According to the FDA, “the term qualification refers to activities undertaken to demonstrate that utilities and equipment are suitable for their intended use and perform properly. These activities necessarily precede manufacturing products at the commercial scale.”
Qualification can be further broken down into three phases: installation qualification (IQ), operational qualification (OQ), and performance qualification (PQ), or IQ OQ PQ.
IQ OQ PQ is most commonly used in heavily regulated industries and in cases where product quality can affect consumer safety, including pharmaceuticals, medical devices, food, aerospace, and labs involved in R&D or testing inthese areas (note that several of these are FDA-regulated).
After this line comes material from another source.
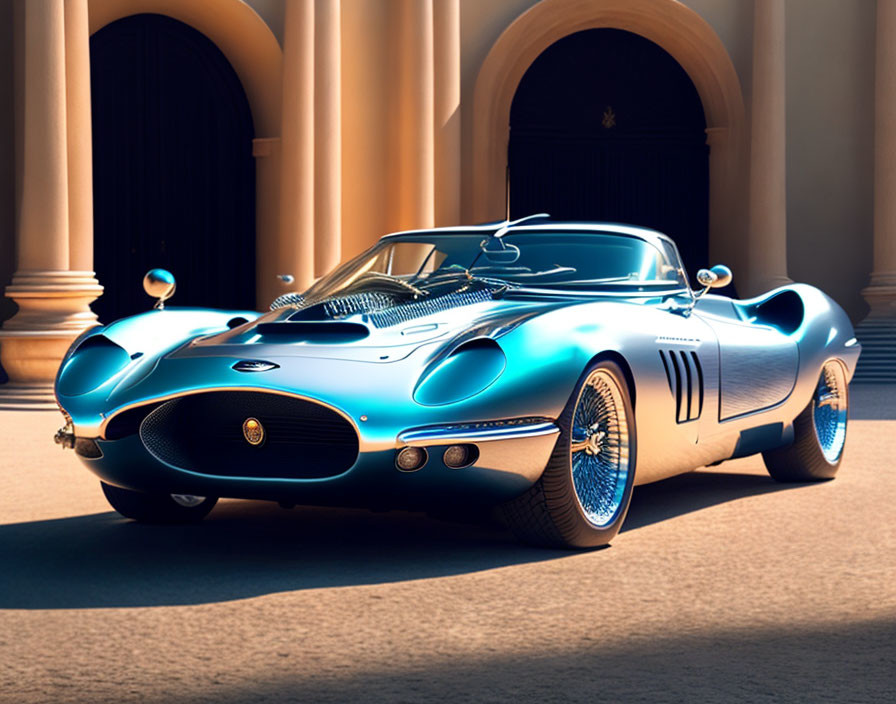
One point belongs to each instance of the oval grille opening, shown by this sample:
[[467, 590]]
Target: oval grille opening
[[204, 433]]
These are areas where current Good Manufacturing Practices (cGMP) are generally applied, and many of the concepts in IQ OQ PQ will be familiar to those with a knowledge of cGMP.
When done correctly, the three phases of qualification are meticulous and time-consuming. However, they are critical to ensuring repeatable processes and stable product quality, and are important components of an overall validation plan. In addition, they provide rigorous guidelines to bring equipment online systematically and in a compliant manner.
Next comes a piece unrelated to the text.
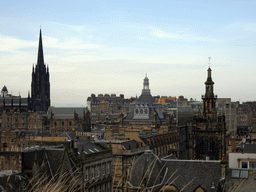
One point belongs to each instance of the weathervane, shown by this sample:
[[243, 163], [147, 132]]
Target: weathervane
[[209, 61]]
In this article, we provide an overview of how organizations can successfully navigate IQ OQ PQ, and share examples of how they are used as part of a larger overall plan to maintain a robust QA system.
What Does IQ OQ PQ Mean for My Business?
Validation, and the qualification steps involved, are covered by various parts of 21 CFR 211 (pharmaceuticals) and 21 CFR 820 (medical devices), and are enforced by the FDA. In this context, “validation” refers to the use of objective evidence to confirm that a process, and the equipment used in the process, will consistently meet its intended specifications. It is used in cases where verification (confirmation by direct examination) is not feasible.
As an example, consider the startup of a new reactor that is part of a pharmaceutical manufacturing line:
- Before purchase, the specifications of the reactor (e.g., operating temperature, capacity of pumps and motors, materials of construction) would have been determined as part of the overall process design, and possibly as an additional step of design qualification (DQ). In installation qualification (IQ), it is confirmed and recorded that the correct reactor was delivered from the supplier, and was installed and configured according to the supplier’s recommended procedure.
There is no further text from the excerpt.